PostgreSQL pg_dump ERROR – Missing Chunk Number 0 for Toast Value

postgresql

I'm using PostgreSQL 8.4.15. While running pg_dump to backup a database, I got the following error:

pg_dump: SQL command failed
pg_dump: Error message from server: ERROR:  missing chunk number 0 for toast value 123456789 in pg_toast_987654321
pg_dump: The command was: COPY public.my_table (id, .... all the columns ...)

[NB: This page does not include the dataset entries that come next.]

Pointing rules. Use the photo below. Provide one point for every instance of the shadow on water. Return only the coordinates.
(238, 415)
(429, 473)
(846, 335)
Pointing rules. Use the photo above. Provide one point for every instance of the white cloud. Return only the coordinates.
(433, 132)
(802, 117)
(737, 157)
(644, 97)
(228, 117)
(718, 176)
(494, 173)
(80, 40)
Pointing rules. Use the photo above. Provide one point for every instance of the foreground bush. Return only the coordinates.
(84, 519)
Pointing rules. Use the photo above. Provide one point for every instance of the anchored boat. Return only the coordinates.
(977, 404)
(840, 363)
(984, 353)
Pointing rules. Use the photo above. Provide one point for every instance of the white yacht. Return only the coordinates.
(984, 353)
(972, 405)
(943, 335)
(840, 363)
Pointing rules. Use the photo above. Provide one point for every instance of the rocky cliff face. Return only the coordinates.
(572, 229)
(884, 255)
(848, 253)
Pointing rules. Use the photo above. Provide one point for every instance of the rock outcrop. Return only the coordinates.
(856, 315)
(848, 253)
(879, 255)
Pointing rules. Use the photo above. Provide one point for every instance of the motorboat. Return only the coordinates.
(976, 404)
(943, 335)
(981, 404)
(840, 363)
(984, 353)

When searching for this error message, I found a couple of references (here and here) that suggested to reindex the table. (In these discussions, there was a reference to querying the pg_class table to find the right pg_toast_XXXXXX value, but it seemed that it was because it wasn't displayed in their error messages. I skipped this part because I had a value displayed in the error message. I guess it might be a convenience due to a later version of PostgreSQL.)

I ran the following:

REINDEX table pg_toast.pg_toast_987654321;
VACUUM ANALYZE my_table;

I'm now able to use pg_dump without errors.

What's pg_toast and what did these commands actually do? Are these merely about simple cleanup or could they have got rid of some rows in that table? What could have caused the problem in the first place?

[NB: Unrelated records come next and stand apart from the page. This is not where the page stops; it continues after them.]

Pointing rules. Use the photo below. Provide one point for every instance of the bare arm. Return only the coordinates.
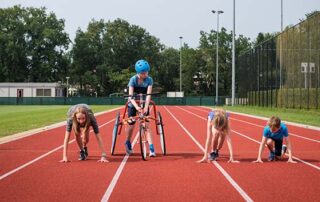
(131, 89)
(263, 142)
(289, 146)
(65, 147)
(207, 145)
(148, 98)
(229, 143)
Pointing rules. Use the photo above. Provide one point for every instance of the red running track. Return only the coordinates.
(175, 177)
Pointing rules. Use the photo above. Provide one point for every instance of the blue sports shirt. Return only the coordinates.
(140, 87)
(211, 115)
(282, 132)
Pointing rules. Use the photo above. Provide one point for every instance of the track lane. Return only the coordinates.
(50, 180)
(276, 181)
(304, 150)
(175, 177)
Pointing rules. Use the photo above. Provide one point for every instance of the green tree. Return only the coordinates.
(33, 45)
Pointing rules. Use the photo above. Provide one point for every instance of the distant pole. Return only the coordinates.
(233, 54)
(280, 76)
(180, 63)
(67, 85)
(217, 55)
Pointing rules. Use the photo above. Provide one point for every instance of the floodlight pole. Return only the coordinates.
(67, 85)
(217, 55)
(180, 63)
(233, 55)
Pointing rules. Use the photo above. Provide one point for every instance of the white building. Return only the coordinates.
(31, 90)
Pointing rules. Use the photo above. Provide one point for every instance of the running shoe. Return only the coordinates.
(212, 156)
(82, 155)
(271, 156)
(86, 151)
(128, 147)
(152, 154)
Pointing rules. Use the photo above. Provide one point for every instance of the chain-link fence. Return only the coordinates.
(283, 71)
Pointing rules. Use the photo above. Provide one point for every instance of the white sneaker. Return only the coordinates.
(152, 154)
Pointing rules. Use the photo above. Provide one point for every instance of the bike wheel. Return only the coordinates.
(161, 133)
(143, 142)
(115, 132)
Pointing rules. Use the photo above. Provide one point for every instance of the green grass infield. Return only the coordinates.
(15, 119)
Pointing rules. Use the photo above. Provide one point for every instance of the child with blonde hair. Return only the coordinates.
(218, 129)
(80, 118)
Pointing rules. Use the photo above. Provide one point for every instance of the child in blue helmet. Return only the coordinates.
(273, 135)
(139, 83)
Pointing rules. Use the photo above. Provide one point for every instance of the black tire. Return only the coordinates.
(115, 132)
(143, 143)
(161, 133)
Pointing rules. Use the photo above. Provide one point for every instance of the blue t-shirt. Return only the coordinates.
(282, 132)
(140, 87)
(211, 115)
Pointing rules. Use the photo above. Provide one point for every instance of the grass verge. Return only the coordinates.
(15, 119)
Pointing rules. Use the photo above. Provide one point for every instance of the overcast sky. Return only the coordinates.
(169, 19)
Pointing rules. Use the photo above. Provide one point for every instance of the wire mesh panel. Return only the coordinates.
(284, 70)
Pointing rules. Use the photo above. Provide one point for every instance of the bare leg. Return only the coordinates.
(270, 144)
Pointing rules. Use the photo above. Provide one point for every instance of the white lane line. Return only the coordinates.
(293, 134)
(225, 174)
(28, 133)
(41, 157)
(116, 177)
(256, 141)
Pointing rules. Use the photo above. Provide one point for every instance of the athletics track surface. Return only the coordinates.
(30, 168)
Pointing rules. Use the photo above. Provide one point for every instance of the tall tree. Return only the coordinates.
(33, 44)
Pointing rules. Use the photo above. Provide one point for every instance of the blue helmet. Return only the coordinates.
(142, 66)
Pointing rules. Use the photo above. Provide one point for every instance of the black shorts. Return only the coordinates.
(277, 147)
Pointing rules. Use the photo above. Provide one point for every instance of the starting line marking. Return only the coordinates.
(225, 174)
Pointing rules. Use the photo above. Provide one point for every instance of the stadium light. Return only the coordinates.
(280, 71)
(180, 63)
(67, 85)
(233, 55)
(217, 55)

There are about 300000 rows in this table, but I would expect there to be only about 250 new rows since the previous successful backup (this table is only used for INSERT/SELECT, no UPDATEs).

Best Answer

Given that what you did was a reindex, what probably happened was it used an index scan to try to locate the toasted values in the table and couldnt find one. This sounds like a corrupted index. Vacuum analyse does alter the table but reindex does not and the changes are very minor.

The way to think about this is that TOASTed attributes are actually broken into chunks of about 4k in size and these are stored in rows. They are looked up and sorted/reconnected with the main row at query time. It sounds like an index used here was corrupted and so the reindex solved the problem.

I have found corrupted indexes are usually a sign that something is not well with the server. It is good to check and make sure memory, CPU's and hard drives are all happy and not reporting problems. I have found overheating servers to be particularly prone to index corruption and if indexes can get corrupt one has to worry about data becoming corrupt too.